Il GSE certifica l’idoneità tecnica dei progetti ma nega il finanziamento: i fondi erano già terminati prima della chiusura del bando, senza che nessuno lo sapesse. Imprese e famiglie pagano il conto. 7 mag. - “Le notifiche spedite in questi giorni dal GSE ai richiedenti delle Comunità Energetiche Rinnovabili (CER) fotografano uno scenario paradossale: domande approvate sotto il profilo tecnico, ma escluse dal finanziamento perché le risorse erano già esaurite al momento della presentazione.
Tutto questo mentre il bando era ancora formalmente attivo e aperto. Il meccanismo è semplice quanto inaccettabile: il Codice Unico di Progetto ha smesso di costituire una riserva finanziaria dopo il 21 novembre 2025, ma questa soglia non è mai stata comunicata agli operatori. Il bando è rimasto aperto, le domande sono state accettate, e solo ora arriva la doccia fredda. Due soggetti, stesso provvedimento, stesso percorso burocratico: esiti opposti per una data che nessuno conosceva.
Chi ha scelto di aderire al programma lo ha fatto assumendosi oneri reali – spese progettuali, impegni contrattuali, tempi di lavoro – fidandosi della stabilità delle condizioni stabilite per legge. Quella fiducia è stata tradita. E le ricadute sono già visibili: lavori sospesi, risorse immobilizzate, operatori del settore lasciati in una posizione di forte esposizione.

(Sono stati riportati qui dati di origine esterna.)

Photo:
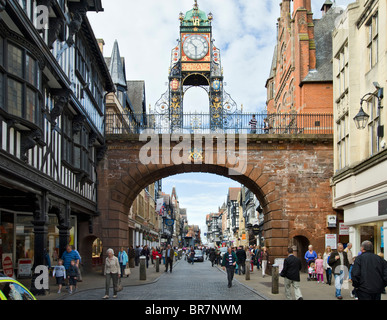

Non si tratta di una disfunzione amministrativa: è il risultato di scelte politiche. Meloni, Giorgetti, Urso e Pichetto Fratin devono spiegare come sia possibile che un bando pubblico sia rimasto operativo oltre il limite delle disponibilità finanziarie senza che nessuno intervenisse. Chi ha autorizzato la prosecuzione? Chi ha deciso di non avvertire chi stava ancora investendo?
Senza risposte chiare e immediate, sarà evidente che ci troviamo di fronte a un caso serio di scorrettezza istituzionale. E le responsabilità – politiche e non solo – dovranno essere accertate. Questa vicenda per altro dimostra ancora una volta una visione politica corporativa del governo opposta a quella degli interessi del Paese e dei cittadini. Si è arrestata la corsa alle rinnovabili e verso l’indipendenza energetica del Paese, ancora più urgente visto il critico quadro geopolitico. Una scelta folle, retriva, che penalizza il futuro l’Italia.”
Così in una nota il senatore del Movimento 5 Stelle Marco Croatti.